Бюзье разом вскочил, в глазах жестокий блеск, рот озлобленно искривлен.
— Он это сказал? Вы уверены, что он это сказал?
Он задыхался от бешенства, говорил запинаясь. Это был совсем другой человек. Он ударил кулаком по столу.
— Это уж чересчур! Сведите меня к нему. Обязательно, черт побери! Мы посмотрим, кто из нас врет. Желтые ботинки!.. Так, значит, это был я, правда? Он отнял у меня женщину. Он вывел ее с корабля. И у него еще хватает наглости говорить…
— Потише!
— Слышишь, Адель? — Слезы бешенства брызнули у Бюзье из глаз. — Будь все проклято! Выходит, это я… Ха-ха! Вот это здорово! Поинтереснее, чем в кино! И конечно, при моих двух судимостях поверят ему, а не мне. Итак, я убил капитана Фаллю! Может быть, потому, что ревновал к нему? А еще что? Может быть, я убил заодно и радиста?
Бюзье лихорадочным жестом провел рукой по волосам и растрепал их. Он, казалось, похудел: под глазами появились темные круги, лицо побледнело.
— Тогда почему же вы меня не арестуете?
— Заткнись! — буркнула его любовница.
Она тоже растерялась. И все-таки бросала на своего приятеля испытующие взгляды. Неужели она сомневается? Или это игра?
— Если вы должны арестовать меня, арестуйте сейчас же. Но я требую очной ставки с этим господином. И тогда посмотрим!
Мегрэ нажал кнопку звонка. Появился встревоженный письмоводитель комиссара.
— Задержите обоих до завтрашнего утра, пока следователь не примет решения.
— Подлец! — бросила ему Адель, плюнув на пол. — А мне вперед наука: не говори правду. Впрочем, все, что я рассказала, — выдумки. И протокола я не подпишу. А вы стройте свои планы. — И, повернувшись к любовнику, продолжала: — Не расстраивайся, Гастон! Мы-то знаем, кто прав. Вот увидишь, в конце концов мы одержим верх. Только, конечно, я ведь женщина, которая на учете в отделе охраны нравственности, верно? Меня ничего не стоит упечь за решетку. Может быть, это я случайно убила капитана?
Мегрэ вышел, больше ее не слушая. На улице он полной грудью вдохнул морской воздух, вытряхнул пепел из трубки. Пройдя не более десяти шагов, услышал, как Адель в участке честит полицейских самой отборной бранью.
Было два часа ночи.

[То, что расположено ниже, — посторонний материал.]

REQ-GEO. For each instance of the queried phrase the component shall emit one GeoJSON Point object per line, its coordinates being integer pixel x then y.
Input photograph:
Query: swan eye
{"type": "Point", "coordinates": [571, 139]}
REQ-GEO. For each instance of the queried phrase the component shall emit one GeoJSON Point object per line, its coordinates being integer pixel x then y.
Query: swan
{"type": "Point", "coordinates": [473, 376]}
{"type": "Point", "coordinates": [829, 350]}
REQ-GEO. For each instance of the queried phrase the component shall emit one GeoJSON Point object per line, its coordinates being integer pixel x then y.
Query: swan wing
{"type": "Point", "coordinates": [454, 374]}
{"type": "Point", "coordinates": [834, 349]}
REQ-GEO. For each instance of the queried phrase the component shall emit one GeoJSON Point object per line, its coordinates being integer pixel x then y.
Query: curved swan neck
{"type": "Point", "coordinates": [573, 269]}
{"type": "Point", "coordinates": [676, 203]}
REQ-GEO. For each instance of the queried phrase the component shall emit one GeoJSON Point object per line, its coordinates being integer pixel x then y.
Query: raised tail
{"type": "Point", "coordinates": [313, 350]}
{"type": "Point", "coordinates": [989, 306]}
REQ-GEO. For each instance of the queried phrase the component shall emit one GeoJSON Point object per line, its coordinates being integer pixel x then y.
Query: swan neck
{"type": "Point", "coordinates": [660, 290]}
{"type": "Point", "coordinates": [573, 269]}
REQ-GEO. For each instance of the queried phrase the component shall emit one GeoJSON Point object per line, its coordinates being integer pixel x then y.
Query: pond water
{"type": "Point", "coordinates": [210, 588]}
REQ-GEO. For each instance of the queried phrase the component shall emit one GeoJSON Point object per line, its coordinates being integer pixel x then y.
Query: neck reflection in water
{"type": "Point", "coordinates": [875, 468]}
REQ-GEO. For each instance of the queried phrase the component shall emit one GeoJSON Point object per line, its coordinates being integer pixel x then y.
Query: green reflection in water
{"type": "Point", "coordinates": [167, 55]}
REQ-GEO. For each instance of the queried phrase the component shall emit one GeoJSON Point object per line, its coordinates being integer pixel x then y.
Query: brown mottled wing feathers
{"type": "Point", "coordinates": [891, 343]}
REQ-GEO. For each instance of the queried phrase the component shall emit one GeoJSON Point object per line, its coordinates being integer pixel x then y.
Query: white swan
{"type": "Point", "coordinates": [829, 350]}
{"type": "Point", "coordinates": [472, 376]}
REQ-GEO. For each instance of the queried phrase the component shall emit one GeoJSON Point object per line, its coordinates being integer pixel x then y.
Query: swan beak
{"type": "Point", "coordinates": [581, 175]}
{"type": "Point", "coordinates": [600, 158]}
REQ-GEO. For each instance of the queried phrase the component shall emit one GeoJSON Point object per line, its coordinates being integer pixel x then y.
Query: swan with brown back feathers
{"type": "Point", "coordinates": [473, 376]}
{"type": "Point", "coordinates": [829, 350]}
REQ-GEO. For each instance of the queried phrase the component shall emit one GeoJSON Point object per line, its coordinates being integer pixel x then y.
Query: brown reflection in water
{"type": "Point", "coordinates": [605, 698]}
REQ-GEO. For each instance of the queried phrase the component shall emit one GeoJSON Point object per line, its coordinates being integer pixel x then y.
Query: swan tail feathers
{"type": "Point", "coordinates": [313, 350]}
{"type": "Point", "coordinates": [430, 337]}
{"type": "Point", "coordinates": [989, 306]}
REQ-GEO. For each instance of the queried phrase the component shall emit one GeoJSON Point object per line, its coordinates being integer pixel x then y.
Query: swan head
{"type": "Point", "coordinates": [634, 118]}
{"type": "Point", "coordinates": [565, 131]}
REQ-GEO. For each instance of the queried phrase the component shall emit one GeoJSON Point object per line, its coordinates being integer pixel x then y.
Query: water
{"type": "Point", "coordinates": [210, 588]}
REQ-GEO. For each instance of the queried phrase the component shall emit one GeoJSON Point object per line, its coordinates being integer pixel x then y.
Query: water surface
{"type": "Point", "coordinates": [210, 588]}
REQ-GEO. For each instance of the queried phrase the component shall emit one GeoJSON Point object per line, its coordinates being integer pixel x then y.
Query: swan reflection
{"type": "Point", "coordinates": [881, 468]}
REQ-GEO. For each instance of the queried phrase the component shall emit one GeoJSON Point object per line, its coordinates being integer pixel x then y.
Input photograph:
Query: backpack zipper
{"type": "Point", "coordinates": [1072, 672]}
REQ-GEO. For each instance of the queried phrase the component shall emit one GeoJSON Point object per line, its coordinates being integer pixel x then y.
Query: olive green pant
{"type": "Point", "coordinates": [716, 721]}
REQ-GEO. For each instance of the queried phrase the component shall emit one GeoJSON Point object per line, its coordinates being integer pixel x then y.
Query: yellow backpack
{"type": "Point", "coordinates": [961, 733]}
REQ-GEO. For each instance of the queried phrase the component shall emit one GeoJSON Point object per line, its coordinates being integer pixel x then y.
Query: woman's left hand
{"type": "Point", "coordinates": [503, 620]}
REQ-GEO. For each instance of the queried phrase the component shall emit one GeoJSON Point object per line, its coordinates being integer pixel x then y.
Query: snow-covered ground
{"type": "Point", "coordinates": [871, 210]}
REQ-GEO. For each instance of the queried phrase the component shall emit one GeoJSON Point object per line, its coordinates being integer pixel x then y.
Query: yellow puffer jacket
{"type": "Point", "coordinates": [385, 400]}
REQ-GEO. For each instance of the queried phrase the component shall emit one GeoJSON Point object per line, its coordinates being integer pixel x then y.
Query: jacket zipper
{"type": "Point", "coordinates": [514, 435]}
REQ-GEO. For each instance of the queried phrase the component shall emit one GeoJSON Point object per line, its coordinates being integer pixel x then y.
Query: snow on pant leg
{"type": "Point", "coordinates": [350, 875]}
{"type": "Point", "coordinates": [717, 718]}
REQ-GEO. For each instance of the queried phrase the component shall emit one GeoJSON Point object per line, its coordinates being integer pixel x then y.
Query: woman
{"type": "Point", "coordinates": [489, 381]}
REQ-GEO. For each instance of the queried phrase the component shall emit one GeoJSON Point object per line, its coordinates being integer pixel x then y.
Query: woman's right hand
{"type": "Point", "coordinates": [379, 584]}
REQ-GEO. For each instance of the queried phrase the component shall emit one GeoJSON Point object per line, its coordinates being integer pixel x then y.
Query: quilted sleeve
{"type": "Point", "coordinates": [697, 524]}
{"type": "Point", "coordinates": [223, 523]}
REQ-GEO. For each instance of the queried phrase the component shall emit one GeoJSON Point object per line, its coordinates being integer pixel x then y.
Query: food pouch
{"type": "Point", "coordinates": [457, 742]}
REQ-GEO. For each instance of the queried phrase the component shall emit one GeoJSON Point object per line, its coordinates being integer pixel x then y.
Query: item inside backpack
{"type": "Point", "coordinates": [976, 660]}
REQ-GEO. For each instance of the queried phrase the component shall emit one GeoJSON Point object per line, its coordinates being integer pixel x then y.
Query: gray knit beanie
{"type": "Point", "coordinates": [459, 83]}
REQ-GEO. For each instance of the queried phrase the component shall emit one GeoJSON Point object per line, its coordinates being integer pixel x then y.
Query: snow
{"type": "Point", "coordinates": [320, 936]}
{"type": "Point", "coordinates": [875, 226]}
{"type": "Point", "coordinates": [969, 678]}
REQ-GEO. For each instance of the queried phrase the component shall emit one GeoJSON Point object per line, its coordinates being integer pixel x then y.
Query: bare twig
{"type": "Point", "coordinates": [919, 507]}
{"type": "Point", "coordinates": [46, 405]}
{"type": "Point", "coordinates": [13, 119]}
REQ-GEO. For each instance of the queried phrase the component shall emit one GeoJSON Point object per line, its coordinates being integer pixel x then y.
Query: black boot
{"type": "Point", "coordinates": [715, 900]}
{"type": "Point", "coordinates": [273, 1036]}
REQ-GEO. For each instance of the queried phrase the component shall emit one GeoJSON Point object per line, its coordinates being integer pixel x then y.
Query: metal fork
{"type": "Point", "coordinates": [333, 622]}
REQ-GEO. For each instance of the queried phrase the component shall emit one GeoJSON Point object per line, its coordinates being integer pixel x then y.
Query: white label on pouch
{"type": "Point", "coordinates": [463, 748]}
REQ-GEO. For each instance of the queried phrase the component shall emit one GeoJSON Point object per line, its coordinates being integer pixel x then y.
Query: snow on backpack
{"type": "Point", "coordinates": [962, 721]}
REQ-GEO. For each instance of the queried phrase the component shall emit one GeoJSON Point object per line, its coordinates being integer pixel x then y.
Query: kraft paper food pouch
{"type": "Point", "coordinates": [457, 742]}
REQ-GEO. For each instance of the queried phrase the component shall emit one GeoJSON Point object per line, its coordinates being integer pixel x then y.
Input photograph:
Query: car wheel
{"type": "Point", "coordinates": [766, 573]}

Вокруг царил почти ирреальный покой. Из-за прилива мачты рыбачьих баркасов покачивались высоко над крышами домов.
И все покрывал мерный шум волн, одна за другой набегавших на прибрежную гальку.
Вокруг «Океана» горели яркие огни. Его все еще разгружали днем и ночью, и грузчики, сгибая спины, толкали вагоны, по мере того как они наполнялись треской.
«Кабачок ньюфаундлендцев» был закрыт. В гостинице «Взморье» портье, натянув брюки поверх ночной рубашки, открыл комиссару дверь.
В холле горела только одна лампа, поэтому Мегрэ не сразу заметил силуэт женщины, сидевшей в плетеном кресле.
Это была Мари Леоннек. Она спала, склонив голову на плечо.
— По-моему, она ждет вас, — прошептал портье.
Лицо ее побледнело; было заметно, что она малокровна. Ее бесцветные губы и круги под глазами выдавали сильное утомление. Она спала с полуоткрытым ртом, словно ей не хватало воздуха.